My answer is that physics is not just a bunch of models and equations and theories. It's a field with its own set of approaches and tools and heuristics and the ways of thinking. That's one reason why although Poincare developed relativity theory before Einstein, he didn't realize all the implications and didn't pursue to get everyone on board. Einstein did, because he was a physicist and he got what it meant immediately. I'm not a fan of the guy, but his work on Brownian motion is another example of how a physicist builds a mathematical model. That paper is amazing, and is filled with intuition and traces of thinking that are unmistakenly physics-ey.
So, my answer to you is that even if it were the case that probability deals with the kind of functions you described, it would still not have been the study of those function. Nor it is a measure theory applied to some subclass of measures. Probability theory is the distinct field that studies probabilities, it's linked to a natural world through radioactive decay and quantum mechanics and gases etc. If it happens so that certain functions seem to be suitable to model probabilities, then we'll use them and study their properties too, but while doings so we'll keep an eye on the main prize - the probabilities.

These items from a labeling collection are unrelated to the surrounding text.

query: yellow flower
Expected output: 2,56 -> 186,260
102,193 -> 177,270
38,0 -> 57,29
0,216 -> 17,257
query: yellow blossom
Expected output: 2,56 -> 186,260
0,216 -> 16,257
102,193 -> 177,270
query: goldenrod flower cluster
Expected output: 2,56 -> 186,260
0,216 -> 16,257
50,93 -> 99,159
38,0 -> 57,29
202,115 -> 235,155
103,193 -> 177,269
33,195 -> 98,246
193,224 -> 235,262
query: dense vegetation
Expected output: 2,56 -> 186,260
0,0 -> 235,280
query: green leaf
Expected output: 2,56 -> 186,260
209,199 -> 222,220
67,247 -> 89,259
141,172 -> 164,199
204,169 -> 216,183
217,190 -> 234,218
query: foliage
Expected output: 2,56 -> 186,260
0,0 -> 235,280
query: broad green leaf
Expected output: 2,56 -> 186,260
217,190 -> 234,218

Well, partially true, it lacks a second condition. Negative probabilities do not make sense. Hence, these functions have to satisfy two conditions:
Continuous distributions: $$ \int_{\mathcal{D}}f(x) dx = 1 \quad \text{and} \quad f(x)>0 \; \forall x \in \mathcal{D}$$
Discrete distributions: $$ \sum_{x \in \mathcal{D}}P(x) = 1 \quad \text{and} \quad 0<P(x) \leq 1 \; \forall x \in \mathcal{D}$$
Where $\mathcal{D}$ is the domain where probability distribution is defined.
I would say no, that's not what probability theory fundamentally is, but I would say it for different reasons than the other answers.
Fundamentally, I would say, probability theory is the study of two things:
Stochastic processes, and
Bayesian inference.
Stochastic processes includes things like rolling dice, drawing balls from urns, etc., as well as the more sophisticated models found in physics and mathematics. Bayesian inference is reasoning under uncertainty, using probabilities to represent the value of unknown quantities.
These two things are more closely related than they might at first appear. One reason we can study them under the same umbrella is that important aspects of both of them can be represented as non-negative functions that sum/integrate to one. But probability isn't just the study of those functions - their interpretation in terms of random processes and inference is also an important part of it.
For example, probability theory includes concepts such as conditional probabilities and random variables, and quantities such as the entropy, the mutual information, and the expectation and variance of random variables. While one could define these things purely in terms of normalised non-negative functions, the motivation for this would seem pretty weird without the interpretation in terms of random processes and inference.
Moreover, one sometimes comes across concepts in probability theory, particularly on the inference side, which cannot be expressed in terms of a non-negative function that normalises to one. The so-called "improper priors" come to mind here, and AdamO gave the Cantor distribution as another example.
There certainly are some areas of probability theory in which the main interest is in the mathematical properties of normalised non-negative functions, for which the two application domains I mentioned are not important. When this is the case, we often call it measure theory rather than probability theory. But probability theory is also - indeed, I would say mostly - an applied field, and the applications of probability distributions are in themselves a non-trivial component of the field.